I am trying to make two of NVIDIA’s Jetson AGXs communicate via ethernet with as low latency as possible using UDP protocol. The default request-response latency measured by netperf is around 200 microseconds. I am looking for ways to reduce this and all suggestions are welcome.
Looking at the network stack, I came across the fact that Jetson uses little endian byte order while network uses big endian order. So, for a request response scenario, byte order conversion needs to be done 4 times
Host sender (LE)–> BE → send to client
Client receiver BE → LE
Client sender LE–> BE -->send to host
Host receiver BE → LE
Of course this is a very simplified picture and I have omitted all parts of the stack unrelated to byte ordering.
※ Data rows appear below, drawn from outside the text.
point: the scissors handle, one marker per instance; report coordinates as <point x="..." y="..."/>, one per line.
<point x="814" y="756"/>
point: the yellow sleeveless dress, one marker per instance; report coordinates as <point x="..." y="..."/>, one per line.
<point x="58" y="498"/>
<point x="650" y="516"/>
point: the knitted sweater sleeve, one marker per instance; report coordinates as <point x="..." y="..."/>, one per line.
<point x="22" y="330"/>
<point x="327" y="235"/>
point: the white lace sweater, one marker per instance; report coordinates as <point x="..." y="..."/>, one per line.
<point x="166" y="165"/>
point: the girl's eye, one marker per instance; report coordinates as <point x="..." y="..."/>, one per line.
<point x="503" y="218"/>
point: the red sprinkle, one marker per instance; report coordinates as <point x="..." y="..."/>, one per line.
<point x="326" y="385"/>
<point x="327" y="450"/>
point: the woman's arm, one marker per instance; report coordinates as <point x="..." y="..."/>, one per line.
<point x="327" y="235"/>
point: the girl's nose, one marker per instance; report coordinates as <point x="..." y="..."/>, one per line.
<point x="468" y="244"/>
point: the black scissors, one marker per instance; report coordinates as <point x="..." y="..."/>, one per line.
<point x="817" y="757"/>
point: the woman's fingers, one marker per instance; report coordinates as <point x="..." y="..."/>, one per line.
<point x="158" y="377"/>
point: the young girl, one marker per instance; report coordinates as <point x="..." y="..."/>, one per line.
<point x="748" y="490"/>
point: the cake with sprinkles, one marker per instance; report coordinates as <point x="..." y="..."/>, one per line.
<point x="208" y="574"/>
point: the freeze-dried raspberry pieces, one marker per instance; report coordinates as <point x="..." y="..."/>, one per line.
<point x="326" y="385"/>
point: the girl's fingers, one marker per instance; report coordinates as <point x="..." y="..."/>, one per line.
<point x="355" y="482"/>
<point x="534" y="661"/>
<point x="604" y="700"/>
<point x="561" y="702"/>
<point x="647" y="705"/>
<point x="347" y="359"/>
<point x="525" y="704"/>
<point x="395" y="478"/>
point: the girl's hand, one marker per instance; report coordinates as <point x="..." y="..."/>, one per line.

My question is, does this 4 time conversion impact the latency significantly? If one were to use systems with big endian ordering, given everything else remains same, would that reduce network latency by any measurable amount?
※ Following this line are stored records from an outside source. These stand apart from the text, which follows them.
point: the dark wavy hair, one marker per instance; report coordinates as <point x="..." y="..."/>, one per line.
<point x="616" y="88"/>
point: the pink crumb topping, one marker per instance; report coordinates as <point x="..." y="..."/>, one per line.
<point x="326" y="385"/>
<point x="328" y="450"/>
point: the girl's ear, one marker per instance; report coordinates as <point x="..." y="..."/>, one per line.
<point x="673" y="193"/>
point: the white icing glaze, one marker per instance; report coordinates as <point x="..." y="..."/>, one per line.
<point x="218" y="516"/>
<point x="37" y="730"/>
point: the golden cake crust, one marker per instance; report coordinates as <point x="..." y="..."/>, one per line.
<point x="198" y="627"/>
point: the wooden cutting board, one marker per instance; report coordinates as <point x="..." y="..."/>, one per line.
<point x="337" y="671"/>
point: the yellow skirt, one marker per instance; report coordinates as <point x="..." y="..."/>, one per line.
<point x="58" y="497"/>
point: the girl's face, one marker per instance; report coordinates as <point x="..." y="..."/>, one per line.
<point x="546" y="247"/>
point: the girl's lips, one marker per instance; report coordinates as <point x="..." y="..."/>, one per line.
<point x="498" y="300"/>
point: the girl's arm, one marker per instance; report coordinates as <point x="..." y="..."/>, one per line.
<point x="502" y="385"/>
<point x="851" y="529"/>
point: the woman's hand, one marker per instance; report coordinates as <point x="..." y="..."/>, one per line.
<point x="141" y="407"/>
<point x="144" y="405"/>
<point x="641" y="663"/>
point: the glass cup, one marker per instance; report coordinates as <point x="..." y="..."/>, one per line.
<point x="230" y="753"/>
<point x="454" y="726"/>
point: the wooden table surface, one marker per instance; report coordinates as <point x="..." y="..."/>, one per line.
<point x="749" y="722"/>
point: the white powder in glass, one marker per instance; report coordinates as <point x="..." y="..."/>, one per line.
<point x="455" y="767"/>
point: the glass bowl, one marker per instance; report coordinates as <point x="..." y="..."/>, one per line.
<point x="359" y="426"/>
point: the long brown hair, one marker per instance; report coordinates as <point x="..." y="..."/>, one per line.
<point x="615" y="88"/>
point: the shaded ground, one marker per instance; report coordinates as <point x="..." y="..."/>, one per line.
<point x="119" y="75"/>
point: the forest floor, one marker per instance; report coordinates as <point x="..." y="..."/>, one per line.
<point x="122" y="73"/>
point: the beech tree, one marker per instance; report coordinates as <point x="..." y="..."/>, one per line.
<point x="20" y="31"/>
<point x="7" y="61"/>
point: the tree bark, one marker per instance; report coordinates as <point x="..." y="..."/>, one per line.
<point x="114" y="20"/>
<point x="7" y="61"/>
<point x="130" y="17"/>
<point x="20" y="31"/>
In the most simplisitic terms, the end-to-end latency seen by a netperf TCP_RR test is: TimeInNetperfSendRequest + TimeInStackToSend + TimeInNICToSend + TimeOnNetwork + TimeInNICToReceive + TimeInstackToReceive + TimeInNetserverRecvRequest and then all that in reverse to send the response.
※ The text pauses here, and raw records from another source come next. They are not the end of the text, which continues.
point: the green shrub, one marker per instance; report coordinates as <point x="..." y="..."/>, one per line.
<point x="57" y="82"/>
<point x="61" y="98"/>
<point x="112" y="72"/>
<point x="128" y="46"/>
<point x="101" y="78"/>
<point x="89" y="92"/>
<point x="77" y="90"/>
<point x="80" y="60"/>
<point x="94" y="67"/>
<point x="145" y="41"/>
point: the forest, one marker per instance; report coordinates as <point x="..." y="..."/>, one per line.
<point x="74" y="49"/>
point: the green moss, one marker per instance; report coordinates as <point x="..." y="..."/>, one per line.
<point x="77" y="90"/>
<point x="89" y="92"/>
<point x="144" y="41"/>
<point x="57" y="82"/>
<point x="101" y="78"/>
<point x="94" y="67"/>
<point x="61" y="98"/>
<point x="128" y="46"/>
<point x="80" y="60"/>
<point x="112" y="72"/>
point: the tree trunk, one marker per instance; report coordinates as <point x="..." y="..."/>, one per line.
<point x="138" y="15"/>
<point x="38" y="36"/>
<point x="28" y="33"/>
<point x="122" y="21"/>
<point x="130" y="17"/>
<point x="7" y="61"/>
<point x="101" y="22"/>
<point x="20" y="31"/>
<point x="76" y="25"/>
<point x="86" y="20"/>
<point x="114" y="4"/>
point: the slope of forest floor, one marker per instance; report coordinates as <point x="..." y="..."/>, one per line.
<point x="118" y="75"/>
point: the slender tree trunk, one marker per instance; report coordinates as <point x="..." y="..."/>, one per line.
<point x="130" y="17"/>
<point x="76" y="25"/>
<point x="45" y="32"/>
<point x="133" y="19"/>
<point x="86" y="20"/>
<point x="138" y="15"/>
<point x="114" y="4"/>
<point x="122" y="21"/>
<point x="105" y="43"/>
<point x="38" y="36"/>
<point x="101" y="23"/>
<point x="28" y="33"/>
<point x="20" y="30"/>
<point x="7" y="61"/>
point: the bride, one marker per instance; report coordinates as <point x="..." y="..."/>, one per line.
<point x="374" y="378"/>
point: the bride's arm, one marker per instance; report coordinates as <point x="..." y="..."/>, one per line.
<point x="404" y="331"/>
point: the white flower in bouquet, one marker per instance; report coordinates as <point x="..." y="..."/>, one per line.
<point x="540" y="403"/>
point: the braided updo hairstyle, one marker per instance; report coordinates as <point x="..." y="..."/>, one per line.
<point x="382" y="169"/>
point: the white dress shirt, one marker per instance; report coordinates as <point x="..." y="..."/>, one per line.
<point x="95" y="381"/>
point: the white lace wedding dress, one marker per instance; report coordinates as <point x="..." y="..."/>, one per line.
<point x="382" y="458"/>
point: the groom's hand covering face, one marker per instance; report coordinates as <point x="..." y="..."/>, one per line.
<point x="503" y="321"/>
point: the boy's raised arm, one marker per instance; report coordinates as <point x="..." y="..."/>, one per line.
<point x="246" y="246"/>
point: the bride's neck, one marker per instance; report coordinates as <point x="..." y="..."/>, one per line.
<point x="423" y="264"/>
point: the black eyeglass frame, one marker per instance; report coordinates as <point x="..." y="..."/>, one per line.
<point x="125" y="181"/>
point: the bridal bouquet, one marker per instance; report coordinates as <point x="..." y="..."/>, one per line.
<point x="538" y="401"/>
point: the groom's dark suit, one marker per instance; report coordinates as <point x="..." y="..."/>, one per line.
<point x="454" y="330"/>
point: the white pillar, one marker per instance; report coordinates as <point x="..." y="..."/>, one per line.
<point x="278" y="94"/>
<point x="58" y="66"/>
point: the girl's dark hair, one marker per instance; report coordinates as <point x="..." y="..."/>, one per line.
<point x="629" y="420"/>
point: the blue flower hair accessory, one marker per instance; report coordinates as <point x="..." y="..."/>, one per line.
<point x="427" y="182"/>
The CPU time to send or receive a packet is largely (not entirely, but largely) all in the latency path. So, if you include CPU utilization measurements in your netperf tests, you can see what the microseconds of CPU time per transaction happen to be. That will cover all the stuff listed above except the NIC and Network bits. You can then subtract that from the overall transaction latency to see just how much of the latency you are seeing is from packet processing, and how much is from “the NICs and network” and go from there to optimize.
Side note: While netperf will do endian normalization for what it passes across the control connection, it does not do so for the data on the data connection.